Dall’oracolo all’inconscio e ritorno: una riflessione sulle vie moderne al Classico dei mutamenti 

In ricordo di Vittorio Capecchi

 

Il classico ritrovato

La vicenda del Classico dei mutamenti (Yijing 易經) – un antico manuale cinese di divinazione e cosmologia comunemente noto come “I Ching” – nella Cina del ventesimo secolo e oltre è tanto sorprendente quanto emblematica delle vie della modernità. Entrato nel Novecento come residuo “confuciano” del morente sistema imperiale, considerato da molti superfluo se non addirittura d’ostacolo alla modernizzazione della Cina, questo classico ne uscì sorprendentemente trionfante, tornando alla ribalta come simbolo della perenne attualità ed eccezionalità dell’eredità culturale cinese. Come si è prodotta questa situazione?
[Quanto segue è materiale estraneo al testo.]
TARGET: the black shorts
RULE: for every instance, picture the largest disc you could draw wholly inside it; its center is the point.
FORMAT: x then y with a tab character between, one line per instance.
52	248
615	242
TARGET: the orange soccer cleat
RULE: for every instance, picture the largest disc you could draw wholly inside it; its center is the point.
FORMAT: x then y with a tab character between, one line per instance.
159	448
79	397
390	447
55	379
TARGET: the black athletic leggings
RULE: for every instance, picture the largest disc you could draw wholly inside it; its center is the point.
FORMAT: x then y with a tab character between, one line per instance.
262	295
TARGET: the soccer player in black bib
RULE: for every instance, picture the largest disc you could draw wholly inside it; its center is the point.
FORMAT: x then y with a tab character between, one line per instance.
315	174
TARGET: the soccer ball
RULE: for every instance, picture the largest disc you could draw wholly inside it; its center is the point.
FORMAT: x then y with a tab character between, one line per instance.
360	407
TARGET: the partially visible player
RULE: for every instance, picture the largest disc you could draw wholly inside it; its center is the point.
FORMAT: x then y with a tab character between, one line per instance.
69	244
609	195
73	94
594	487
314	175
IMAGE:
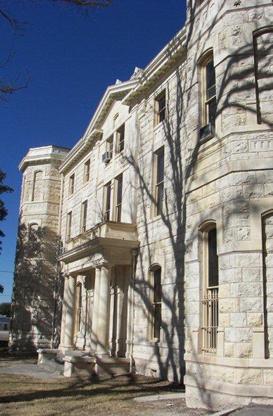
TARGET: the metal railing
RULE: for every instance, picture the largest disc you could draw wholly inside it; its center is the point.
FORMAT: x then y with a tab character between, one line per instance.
210	320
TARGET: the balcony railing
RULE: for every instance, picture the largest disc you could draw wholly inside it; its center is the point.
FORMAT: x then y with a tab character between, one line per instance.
107	229
210	315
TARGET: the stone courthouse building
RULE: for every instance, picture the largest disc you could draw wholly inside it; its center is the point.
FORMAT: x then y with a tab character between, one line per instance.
164	215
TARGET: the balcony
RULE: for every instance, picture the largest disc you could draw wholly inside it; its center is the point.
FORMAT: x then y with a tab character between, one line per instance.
107	238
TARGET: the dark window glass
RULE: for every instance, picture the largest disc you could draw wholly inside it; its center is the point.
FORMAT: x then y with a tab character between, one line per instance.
160	107
120	138
84	215
107	190
213	279
157	303
159	180
119	198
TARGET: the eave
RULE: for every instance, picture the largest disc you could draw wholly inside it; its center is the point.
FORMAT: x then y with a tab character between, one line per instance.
93	131
159	66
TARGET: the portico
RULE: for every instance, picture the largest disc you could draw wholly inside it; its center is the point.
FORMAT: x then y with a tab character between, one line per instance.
97	276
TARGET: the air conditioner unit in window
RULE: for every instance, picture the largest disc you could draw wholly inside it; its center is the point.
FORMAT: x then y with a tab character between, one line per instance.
206	132
106	157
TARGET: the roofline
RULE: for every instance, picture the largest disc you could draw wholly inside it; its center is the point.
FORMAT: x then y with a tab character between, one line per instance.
28	159
174	49
93	130
133	87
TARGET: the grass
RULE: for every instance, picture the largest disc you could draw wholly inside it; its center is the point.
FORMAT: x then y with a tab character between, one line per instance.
27	396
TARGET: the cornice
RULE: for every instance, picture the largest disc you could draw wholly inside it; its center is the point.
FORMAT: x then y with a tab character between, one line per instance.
165	60
93	131
42	155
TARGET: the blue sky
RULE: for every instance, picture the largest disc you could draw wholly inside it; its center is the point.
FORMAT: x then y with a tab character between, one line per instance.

Un primo indizio viene dalla natura stratificata del testo, composto nel corso di oltre un millennio ed espressione di molteplici voci: da quelle di una civiltà dell’età del bronzo che ignorava la navigazione, fino ai discorsi daoisti, confuciani e cosmologici del periodo degli Stati Combattenti (453-221 a.C.) e Han (206 a.C.-220 d.C.). Questa profondità storica e concettuale rende il testo aperto a molteplici usi e interpretazioni. Come indicato sapientemente da Amina Crisma e Vittorio Capecchi (“Prefazione”, in Matteo Sgorbati, L’I Ching a Eranos, Orientexpress, 2021), proprio per questa sua versatilità il Classico dei mutamenti ha svolto per secoli il ruolo di “Grande Codice”, continuando ancora oggi a ispirare pensatori cinesi e della diaspora nella ricerca di un ponte creativo tra passato e presente, tra pensiero europeo e quello cinese.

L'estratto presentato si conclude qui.